- Born: Silas Kei Fong Chou September 1946 (age 79) British Hong Kong
- Citizenship: China
- Children: 2, including Veronica
- Parent: Chao Kuang-piu
- Relatives: Susana Chou (sister)

= Silas Chou =

Hong Kong billionaire (born 1946)

Silas K. F. Chou (曹其峰 (Cáo Qífēng); born September 1946) is a Hong Kong-based billionaire business magnate, active in the fashion sector.

==Early life==
Chou's father was Chao Kuang-piu. His father founded South Ocean Knitters, one of the Hong Kong's "largest knitwear manufacturers and exporters", in which he still owns a stake. In 1978, Chou and his father founded Xiang Zhou Woollen Mills in the Zhuhai Special Economy District. His sister, Susana Chou, was the President of the Legislative Assembly of Macau from 1999 to 2009.

==Career==
In 1989, Chou and Lawrence Stroll founded Sportswear Holdings to acquire Tommy Hilfiger. Chou was the largest shareholder and became chairman of the company. In 2006, he sold his shareholding to Apax, a UK private equity firm for US$1.6 billion.

In 2003, Chou and Stroll bought a majority share in Michael Kors for US$100 million. In June 2018, Chou sold the last of his investment in Kors. Chou has also heavily invested in Karl Lagerfeld and Pepe Jeans.

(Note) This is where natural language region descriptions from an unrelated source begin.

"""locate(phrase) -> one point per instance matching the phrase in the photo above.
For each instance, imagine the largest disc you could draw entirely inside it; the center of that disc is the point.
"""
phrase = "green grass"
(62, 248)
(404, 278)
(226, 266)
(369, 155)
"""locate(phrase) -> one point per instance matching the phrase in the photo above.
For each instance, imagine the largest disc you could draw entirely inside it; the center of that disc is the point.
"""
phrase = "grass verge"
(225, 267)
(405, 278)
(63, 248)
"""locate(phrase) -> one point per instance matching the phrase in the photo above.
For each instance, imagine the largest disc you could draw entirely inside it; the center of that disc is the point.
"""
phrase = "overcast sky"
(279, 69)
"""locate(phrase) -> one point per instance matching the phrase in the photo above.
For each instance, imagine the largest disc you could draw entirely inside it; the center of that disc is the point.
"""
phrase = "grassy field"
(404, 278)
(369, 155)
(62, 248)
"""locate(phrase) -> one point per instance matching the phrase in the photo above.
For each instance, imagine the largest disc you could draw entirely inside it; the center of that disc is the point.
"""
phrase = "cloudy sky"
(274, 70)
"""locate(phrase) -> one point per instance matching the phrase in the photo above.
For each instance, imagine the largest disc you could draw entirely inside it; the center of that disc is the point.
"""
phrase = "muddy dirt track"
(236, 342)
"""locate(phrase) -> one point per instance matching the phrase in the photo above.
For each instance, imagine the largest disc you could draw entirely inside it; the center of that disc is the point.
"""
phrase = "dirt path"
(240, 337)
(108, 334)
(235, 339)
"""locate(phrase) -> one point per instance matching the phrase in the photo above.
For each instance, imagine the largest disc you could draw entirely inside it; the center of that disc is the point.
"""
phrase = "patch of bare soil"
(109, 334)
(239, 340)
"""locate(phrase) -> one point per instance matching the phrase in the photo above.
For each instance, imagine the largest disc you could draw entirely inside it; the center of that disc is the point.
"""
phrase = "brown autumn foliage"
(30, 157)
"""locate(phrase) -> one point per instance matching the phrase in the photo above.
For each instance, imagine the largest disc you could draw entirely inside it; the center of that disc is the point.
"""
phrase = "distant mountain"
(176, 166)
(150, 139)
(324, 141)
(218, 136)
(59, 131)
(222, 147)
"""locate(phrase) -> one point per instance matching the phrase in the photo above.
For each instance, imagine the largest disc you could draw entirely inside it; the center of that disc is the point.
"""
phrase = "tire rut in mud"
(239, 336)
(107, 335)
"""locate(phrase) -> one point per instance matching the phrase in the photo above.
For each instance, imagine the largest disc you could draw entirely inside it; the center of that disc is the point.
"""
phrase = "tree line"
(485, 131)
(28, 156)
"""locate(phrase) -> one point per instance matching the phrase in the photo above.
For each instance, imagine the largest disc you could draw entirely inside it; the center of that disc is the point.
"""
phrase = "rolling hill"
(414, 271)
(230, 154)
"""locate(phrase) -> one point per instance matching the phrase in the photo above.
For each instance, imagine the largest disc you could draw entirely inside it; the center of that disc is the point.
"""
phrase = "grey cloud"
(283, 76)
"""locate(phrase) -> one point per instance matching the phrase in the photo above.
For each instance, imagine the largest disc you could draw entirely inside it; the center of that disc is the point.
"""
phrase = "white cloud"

In 2018, a consortium led by Stroll, which included Chou, acquired the assets of the Force India Formula One team after it entered administration, subsequently forming a new team under the name Racing Point Force India.

==Personal life==
Chou is married, with two daughters, Veronica and Vivian, and lives in Hong Kong. Both daughters are active in his fashion business.